The on-line course is now getting going; there are 22 participants including me and several tutors, of whom two have so far made an appearance. Several initial impressions;
  • Every post is (at this stage) religiously responded to by the tutors. That really matters on-line. Frankly some of the responses are banal, but that is not the point. In class, I can nod, make eye-contact, smile, or note a key-word on a flip-chart. All such responses send "message received and (at least) valued", and they require no deliberate effort. Not so on-line; perhaps as the learning community grows (there are only about 4 contributors to date) the tutors will back off a little. If they don't, there is the danger of creating a "hub-and-spoke" pattern of communication which might inhibit direct "network" interaction between participants. I don't think that is very likely with mature, confident participants, but it could well happen with undergrads. (Of course, all this is my opinion and speculation--one of the things I am hoping to learn is whether or not it is well-founded.)

  • I'm not exactly finding it difficult to navigate the site, but it is a little unnatural. The tutors have provided an excellent and comprehensive user guide/course orientation/study guide. I remember working with Steve Ryan and Bernard Scott in 1996 on my first "resource-based learning" course, and their emphasis on the Study Guide. I initiallly thought it rather patronising, but later learned how necessary it was. But it remains a really tricky job to "pitch" it just right. And my own ambivalence testifies to that. Part of the time I am irritated by the assertion of the plonkingly obvious, only to have to refer back to it because I have missed something...

  • ...but of necessity the course site is segmented into separate areas. Each week or assignment has its discussion board, there is a virtual coffee-bar (where participants are already unsure about what belongs and what should be elsewhere) and so on. In the real world---for better or for worse---we would move, slide, elide between these different conversations, without too much concern about what belonged where. Uh oh!...

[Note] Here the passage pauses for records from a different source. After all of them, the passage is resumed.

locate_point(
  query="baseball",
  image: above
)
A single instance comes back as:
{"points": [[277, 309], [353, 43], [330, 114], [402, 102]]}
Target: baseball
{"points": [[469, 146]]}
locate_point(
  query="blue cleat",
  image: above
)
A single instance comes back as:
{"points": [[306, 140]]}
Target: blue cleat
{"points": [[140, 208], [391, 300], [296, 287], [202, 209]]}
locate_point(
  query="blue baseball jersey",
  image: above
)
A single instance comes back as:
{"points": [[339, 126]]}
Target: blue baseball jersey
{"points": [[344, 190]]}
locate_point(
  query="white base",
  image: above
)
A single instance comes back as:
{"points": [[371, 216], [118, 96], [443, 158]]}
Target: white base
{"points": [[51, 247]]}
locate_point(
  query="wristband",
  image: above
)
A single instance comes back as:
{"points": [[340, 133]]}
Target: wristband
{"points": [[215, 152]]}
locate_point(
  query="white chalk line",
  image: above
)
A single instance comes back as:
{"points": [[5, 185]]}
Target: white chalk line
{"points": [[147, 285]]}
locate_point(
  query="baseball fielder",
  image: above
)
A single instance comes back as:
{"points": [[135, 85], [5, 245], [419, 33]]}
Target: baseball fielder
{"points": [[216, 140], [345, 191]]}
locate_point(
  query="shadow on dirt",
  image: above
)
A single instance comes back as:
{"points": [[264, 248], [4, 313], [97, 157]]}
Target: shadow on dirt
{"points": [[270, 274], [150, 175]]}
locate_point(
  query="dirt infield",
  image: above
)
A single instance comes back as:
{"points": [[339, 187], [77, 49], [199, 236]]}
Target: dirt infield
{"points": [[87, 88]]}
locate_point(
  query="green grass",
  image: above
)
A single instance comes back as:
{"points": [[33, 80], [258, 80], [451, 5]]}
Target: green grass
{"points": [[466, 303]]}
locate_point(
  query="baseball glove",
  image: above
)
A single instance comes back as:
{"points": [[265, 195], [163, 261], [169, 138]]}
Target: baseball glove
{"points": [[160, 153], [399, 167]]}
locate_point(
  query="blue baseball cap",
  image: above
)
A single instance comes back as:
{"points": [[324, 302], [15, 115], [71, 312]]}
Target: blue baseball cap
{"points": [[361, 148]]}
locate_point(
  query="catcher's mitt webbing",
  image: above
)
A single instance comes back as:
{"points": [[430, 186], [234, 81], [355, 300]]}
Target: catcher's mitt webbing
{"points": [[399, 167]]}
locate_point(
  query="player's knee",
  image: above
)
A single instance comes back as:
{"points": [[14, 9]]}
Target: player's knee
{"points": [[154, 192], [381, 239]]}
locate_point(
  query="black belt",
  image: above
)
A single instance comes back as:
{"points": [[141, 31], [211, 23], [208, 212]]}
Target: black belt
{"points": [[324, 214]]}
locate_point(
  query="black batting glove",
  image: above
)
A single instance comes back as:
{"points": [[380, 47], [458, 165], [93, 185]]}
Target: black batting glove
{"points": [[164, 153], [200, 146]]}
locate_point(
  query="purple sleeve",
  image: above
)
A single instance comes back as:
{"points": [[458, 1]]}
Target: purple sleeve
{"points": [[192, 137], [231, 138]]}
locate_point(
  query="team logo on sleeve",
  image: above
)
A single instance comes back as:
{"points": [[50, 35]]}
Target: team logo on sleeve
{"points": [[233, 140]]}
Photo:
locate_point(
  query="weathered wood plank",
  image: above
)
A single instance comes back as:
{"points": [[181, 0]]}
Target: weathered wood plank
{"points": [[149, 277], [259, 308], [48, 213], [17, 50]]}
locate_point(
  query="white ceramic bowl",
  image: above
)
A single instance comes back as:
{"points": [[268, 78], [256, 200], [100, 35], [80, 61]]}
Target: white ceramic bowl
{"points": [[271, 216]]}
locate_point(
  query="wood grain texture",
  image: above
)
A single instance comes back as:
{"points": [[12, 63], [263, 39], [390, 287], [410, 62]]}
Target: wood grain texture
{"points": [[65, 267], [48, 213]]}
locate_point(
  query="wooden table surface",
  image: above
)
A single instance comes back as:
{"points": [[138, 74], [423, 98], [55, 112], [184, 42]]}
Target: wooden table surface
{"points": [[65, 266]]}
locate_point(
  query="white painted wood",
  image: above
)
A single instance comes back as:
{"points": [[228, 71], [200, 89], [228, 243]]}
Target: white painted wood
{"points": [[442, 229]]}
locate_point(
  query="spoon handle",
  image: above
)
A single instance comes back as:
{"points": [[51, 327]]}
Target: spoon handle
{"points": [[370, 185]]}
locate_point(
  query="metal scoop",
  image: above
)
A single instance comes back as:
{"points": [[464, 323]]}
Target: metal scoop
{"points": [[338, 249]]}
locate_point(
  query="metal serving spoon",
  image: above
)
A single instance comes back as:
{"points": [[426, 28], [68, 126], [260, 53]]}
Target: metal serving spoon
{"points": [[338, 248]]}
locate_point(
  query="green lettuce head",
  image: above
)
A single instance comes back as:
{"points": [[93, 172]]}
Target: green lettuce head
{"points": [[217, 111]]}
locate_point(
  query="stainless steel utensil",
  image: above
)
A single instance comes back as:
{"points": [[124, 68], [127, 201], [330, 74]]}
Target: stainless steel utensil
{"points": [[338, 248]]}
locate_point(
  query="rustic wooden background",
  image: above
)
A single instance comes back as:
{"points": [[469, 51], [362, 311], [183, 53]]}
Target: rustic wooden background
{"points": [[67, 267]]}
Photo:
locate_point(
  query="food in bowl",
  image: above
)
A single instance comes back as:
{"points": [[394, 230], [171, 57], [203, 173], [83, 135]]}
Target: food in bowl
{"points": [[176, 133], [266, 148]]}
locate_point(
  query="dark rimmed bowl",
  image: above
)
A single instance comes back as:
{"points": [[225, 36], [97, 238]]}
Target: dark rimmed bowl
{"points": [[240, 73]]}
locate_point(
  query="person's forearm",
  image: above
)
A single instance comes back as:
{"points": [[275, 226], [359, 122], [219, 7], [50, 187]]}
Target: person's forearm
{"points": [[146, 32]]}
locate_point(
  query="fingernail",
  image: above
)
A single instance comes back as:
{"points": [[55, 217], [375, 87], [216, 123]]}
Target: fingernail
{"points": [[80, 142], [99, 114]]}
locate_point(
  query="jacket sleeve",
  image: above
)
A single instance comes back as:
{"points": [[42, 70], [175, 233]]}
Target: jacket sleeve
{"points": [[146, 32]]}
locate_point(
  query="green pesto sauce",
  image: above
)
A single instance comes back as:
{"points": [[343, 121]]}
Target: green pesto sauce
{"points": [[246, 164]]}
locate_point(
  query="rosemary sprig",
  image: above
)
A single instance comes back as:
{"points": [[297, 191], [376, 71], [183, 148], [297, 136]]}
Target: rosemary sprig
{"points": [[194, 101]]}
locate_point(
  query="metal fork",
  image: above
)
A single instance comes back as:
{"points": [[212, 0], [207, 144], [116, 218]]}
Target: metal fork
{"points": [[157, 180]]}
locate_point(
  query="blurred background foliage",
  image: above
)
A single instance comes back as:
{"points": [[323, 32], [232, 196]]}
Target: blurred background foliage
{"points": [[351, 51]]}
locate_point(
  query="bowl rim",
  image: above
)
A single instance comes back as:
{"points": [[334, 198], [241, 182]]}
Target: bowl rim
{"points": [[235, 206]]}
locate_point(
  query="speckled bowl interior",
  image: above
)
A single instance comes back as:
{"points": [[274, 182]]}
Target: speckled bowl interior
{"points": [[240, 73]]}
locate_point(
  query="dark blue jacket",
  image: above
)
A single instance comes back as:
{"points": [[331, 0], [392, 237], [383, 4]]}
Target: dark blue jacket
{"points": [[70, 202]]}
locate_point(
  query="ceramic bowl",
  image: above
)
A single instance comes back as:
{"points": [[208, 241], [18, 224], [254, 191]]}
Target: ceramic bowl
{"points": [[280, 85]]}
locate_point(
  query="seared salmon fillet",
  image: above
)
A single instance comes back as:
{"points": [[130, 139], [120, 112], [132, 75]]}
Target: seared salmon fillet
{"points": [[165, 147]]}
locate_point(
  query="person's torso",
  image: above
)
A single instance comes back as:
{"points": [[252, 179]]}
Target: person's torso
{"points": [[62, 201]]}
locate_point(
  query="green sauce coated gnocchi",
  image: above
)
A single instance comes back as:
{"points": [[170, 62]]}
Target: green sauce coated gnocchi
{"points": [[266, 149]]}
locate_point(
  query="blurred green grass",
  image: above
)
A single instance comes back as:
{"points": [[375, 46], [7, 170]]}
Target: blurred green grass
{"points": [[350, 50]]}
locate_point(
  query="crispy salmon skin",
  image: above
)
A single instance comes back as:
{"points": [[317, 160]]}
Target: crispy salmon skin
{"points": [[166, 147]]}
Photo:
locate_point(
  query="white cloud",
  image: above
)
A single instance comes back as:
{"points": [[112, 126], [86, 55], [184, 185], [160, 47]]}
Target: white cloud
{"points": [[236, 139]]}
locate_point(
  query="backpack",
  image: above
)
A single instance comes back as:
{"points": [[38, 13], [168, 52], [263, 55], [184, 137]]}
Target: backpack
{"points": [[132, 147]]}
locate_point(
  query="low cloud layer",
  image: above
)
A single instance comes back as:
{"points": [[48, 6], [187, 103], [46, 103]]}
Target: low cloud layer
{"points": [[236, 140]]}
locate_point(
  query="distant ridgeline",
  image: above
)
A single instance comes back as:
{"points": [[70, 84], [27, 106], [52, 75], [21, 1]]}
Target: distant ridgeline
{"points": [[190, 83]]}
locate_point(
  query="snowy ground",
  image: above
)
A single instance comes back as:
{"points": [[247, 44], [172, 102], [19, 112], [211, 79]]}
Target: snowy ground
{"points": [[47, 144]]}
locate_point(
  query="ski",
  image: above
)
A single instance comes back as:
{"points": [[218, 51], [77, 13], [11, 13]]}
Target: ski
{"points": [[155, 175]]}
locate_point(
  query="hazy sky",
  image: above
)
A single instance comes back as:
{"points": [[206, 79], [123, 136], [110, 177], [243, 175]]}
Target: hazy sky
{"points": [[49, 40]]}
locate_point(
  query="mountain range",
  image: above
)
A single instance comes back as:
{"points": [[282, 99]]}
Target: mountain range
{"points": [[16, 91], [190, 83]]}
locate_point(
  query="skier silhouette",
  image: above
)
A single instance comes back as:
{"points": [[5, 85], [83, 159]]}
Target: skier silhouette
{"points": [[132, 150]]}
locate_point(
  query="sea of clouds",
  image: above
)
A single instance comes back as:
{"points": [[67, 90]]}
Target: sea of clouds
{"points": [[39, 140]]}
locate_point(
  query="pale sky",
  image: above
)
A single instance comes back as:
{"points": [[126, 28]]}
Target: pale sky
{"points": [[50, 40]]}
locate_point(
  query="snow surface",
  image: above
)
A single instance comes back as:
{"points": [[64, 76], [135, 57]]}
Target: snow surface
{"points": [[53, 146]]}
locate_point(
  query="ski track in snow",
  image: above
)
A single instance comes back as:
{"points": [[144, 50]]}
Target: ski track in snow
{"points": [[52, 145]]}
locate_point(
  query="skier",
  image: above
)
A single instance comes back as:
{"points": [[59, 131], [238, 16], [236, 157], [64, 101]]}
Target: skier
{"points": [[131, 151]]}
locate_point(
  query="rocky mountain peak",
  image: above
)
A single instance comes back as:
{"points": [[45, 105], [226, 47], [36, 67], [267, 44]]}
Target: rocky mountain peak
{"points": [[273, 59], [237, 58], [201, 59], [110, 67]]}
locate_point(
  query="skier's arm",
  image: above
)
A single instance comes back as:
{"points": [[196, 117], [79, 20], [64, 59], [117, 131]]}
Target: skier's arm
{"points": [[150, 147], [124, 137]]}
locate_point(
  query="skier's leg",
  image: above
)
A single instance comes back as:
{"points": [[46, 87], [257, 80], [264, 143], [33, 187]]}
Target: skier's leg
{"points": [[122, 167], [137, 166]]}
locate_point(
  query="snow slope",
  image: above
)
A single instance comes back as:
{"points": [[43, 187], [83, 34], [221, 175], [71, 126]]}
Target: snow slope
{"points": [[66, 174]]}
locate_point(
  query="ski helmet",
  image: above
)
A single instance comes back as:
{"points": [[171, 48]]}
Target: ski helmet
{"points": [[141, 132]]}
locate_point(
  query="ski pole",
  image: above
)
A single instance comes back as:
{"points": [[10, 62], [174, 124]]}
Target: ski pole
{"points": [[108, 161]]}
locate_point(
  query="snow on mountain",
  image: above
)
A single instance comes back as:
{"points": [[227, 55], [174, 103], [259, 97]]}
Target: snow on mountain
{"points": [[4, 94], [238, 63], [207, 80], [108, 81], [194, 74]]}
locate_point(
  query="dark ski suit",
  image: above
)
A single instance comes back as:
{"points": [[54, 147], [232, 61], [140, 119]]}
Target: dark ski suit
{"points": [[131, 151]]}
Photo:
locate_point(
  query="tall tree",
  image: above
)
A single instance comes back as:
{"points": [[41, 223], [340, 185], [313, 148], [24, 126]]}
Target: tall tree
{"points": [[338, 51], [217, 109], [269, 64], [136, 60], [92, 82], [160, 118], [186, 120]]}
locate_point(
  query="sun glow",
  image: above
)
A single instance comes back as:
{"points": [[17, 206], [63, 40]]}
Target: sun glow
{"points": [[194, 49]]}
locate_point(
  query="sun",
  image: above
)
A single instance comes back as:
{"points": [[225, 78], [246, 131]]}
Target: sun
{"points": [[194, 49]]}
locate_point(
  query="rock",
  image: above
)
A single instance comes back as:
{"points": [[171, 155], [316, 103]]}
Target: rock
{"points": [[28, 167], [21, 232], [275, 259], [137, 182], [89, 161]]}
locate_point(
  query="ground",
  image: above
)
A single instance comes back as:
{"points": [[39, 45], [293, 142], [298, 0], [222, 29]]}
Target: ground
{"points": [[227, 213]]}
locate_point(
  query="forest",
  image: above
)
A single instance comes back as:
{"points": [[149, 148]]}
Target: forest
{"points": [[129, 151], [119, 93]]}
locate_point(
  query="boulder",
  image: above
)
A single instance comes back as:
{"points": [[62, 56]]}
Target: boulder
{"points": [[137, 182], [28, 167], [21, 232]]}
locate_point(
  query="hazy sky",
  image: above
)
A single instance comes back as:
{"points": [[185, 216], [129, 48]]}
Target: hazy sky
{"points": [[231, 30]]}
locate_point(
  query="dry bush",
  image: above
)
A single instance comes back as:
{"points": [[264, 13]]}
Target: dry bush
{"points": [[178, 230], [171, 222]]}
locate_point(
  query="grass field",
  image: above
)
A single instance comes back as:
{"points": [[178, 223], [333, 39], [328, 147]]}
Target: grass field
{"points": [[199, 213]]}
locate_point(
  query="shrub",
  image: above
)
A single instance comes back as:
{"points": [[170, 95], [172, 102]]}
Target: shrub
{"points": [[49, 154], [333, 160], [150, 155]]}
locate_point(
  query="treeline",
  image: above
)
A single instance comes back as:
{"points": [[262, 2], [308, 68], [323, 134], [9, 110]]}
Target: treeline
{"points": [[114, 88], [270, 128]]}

  • ...The net does not do ambiguity! (sorry, folks, if this is self-indulgent, but the problem/necessity [?] of ambiguity in curriculum design has been a preoccupation of mine [and colleagues] for many years).
Enough for now.

1 Comments:

At 4:58 PM , Blogger Lou said...

Hi James

it's the third tutor here; )
I think your comments about the need to respond to every post is very interesting and I was reflecting about this myself this morning. As a tutor I find it very hard to post a response that I feel has nothing pertinant to say - although like yourself agree that it is vital, partiularly at the beginning of a course when no response (and no validation) could result in a participant not coming back.

Once the students gain confidence then it is much more rewarding to see people responding to each other in a more natural way, with less need for reassuring acknowledgments. So a point well made I think and hopefully we'll see that happening on this one - looking forward to reading your future reflections too and hope you don't mind me commenting.